Abdul Halabi of NVIDIA gave an impressive presentation on the supercomputer-like DGX-1 GPU cluster (5 deliveries to date, the fifth of which was to Mass. General, a steal at over $100K), and the new Pascal architecture in the P4 & P40 GPU’s. 60X performance on AlexNet vs the original version/GPU configuration in 2012. Very impressive.
Sayan Pathak of Microsoft Research and the Inner Eye team gave a good presentation where he demonstrated that a RF was really just a 2 layer DNN, i.e. a sparse 2 layer perceptron. Combining this with a CNN (dNDE.NET), it beat googLENet’s latest version in the Imagenet arms race. However, as one needs to solve for both structures simultaneously, it is an expensive (long, intense) computation.
Closing points were the following:
- Most devs currently using Python – Tensorflow +/- Keras with fewer using CAFFE off of Modelzoo
- DICOM -> NIFTI -> DICOM
- De-identification of data is a problem, even moreso when considering longitudinal followup.
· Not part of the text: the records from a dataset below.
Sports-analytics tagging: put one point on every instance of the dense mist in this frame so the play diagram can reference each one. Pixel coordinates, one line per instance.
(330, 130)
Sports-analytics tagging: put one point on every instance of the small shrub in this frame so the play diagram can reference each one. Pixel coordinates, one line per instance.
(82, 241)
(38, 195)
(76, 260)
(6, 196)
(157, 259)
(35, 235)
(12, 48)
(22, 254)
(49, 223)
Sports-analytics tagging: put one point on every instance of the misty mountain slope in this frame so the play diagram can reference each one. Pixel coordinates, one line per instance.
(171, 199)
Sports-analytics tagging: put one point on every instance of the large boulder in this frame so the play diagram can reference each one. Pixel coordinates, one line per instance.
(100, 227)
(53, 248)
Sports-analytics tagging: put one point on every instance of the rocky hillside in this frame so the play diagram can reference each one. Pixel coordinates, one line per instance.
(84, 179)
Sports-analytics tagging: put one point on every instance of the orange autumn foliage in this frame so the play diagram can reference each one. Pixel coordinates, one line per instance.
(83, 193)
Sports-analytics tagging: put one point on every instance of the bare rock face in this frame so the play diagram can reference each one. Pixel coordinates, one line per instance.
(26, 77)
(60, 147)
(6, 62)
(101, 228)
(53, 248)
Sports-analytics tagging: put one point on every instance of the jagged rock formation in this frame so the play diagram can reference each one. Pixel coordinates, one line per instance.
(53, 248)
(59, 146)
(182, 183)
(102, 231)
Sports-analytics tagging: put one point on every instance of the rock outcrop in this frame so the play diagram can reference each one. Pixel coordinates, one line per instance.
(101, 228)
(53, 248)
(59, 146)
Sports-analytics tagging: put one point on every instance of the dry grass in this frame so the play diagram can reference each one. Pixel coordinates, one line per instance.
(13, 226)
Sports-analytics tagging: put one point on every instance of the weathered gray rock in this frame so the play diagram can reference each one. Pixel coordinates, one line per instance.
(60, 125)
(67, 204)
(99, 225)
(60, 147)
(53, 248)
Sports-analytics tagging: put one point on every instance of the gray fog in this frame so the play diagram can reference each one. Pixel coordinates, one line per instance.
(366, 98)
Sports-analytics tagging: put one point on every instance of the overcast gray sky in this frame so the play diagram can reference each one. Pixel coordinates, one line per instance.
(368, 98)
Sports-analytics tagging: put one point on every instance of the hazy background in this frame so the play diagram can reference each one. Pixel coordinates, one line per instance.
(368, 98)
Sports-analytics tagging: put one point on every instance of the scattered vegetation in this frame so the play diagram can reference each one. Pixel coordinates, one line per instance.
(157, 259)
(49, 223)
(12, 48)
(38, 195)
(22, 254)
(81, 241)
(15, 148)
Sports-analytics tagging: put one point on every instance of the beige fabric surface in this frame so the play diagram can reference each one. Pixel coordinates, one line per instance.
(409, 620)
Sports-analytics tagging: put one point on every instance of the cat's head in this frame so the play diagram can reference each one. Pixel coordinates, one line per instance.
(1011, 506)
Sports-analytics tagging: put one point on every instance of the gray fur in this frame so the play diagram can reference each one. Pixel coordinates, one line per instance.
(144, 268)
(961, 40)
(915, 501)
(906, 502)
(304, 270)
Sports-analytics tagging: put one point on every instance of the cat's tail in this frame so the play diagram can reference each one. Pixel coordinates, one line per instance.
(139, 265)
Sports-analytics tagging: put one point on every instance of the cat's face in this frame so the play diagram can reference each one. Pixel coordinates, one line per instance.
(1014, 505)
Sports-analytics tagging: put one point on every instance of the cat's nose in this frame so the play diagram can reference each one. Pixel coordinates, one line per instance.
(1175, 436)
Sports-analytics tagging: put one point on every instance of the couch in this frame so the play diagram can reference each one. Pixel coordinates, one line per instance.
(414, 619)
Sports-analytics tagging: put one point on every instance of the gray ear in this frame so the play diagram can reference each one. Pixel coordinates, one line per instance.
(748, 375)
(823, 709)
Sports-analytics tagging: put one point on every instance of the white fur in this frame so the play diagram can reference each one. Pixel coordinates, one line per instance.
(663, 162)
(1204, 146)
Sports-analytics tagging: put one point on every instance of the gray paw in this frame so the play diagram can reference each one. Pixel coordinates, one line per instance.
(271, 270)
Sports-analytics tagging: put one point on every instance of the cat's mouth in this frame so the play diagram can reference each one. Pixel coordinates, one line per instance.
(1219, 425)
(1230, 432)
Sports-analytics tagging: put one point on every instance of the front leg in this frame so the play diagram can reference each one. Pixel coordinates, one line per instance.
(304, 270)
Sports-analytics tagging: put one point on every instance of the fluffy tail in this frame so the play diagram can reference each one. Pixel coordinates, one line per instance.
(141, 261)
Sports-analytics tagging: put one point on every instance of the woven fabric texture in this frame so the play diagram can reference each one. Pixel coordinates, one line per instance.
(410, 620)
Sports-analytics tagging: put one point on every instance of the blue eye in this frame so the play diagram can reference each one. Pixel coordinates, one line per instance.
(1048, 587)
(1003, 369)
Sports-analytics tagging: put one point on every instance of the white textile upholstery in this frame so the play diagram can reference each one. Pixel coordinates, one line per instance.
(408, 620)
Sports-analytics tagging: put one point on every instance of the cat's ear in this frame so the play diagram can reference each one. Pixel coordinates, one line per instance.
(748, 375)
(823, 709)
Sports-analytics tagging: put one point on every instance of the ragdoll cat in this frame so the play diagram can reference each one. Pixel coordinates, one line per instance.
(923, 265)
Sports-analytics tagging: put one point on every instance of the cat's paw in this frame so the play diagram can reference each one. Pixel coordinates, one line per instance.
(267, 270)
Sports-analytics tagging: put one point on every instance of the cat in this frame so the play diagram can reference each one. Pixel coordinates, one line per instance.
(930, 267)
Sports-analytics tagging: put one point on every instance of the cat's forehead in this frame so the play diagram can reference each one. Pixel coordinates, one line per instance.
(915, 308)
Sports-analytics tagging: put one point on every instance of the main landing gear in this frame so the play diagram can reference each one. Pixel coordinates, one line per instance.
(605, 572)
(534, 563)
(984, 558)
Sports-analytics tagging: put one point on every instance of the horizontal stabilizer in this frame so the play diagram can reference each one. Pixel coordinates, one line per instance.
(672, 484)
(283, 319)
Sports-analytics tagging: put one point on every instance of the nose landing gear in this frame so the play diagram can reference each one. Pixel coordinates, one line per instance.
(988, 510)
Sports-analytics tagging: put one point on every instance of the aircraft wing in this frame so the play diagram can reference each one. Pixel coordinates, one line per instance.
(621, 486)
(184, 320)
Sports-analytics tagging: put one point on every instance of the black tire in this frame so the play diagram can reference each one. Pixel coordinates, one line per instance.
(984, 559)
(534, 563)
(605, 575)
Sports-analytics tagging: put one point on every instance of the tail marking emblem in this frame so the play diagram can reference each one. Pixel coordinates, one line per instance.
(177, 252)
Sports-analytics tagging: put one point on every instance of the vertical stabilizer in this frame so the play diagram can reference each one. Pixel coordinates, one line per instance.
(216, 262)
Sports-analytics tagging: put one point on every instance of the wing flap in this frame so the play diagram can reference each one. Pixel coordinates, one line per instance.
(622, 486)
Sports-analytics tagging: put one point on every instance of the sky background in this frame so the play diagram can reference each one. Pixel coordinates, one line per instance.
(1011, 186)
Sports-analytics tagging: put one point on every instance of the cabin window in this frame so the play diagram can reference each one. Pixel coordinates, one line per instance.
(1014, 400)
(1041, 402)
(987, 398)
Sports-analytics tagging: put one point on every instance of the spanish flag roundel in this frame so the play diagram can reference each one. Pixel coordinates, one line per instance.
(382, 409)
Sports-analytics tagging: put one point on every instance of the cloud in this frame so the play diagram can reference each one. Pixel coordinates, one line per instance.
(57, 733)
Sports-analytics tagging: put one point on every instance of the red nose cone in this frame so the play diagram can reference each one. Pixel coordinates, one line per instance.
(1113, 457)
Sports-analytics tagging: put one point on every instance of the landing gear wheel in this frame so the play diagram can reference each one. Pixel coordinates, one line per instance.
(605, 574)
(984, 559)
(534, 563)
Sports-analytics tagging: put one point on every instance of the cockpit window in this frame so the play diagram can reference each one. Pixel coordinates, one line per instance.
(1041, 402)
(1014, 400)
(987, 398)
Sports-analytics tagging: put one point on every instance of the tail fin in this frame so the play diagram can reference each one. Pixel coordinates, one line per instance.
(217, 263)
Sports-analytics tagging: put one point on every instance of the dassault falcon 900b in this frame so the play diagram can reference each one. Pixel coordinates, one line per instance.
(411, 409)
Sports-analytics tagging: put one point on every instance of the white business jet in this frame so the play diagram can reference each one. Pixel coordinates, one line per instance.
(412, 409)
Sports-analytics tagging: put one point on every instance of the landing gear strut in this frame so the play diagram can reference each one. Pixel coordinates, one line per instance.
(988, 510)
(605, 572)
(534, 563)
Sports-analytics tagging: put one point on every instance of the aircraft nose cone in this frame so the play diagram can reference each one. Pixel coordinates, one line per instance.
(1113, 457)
- Matching accuracy to the radiologist’s report may not be as important as actual outcomes report.
- There was a lot of interest in organizing a competition to advance medical imaging, c.f. Kaggle.
- Radiologists aren’t obsolete just yet.
It was a great conference. An unexpected delight. Food for your head!
Thanks for providing a good summary of the first C-MIMI, especially appreciated by us who where not able to attend.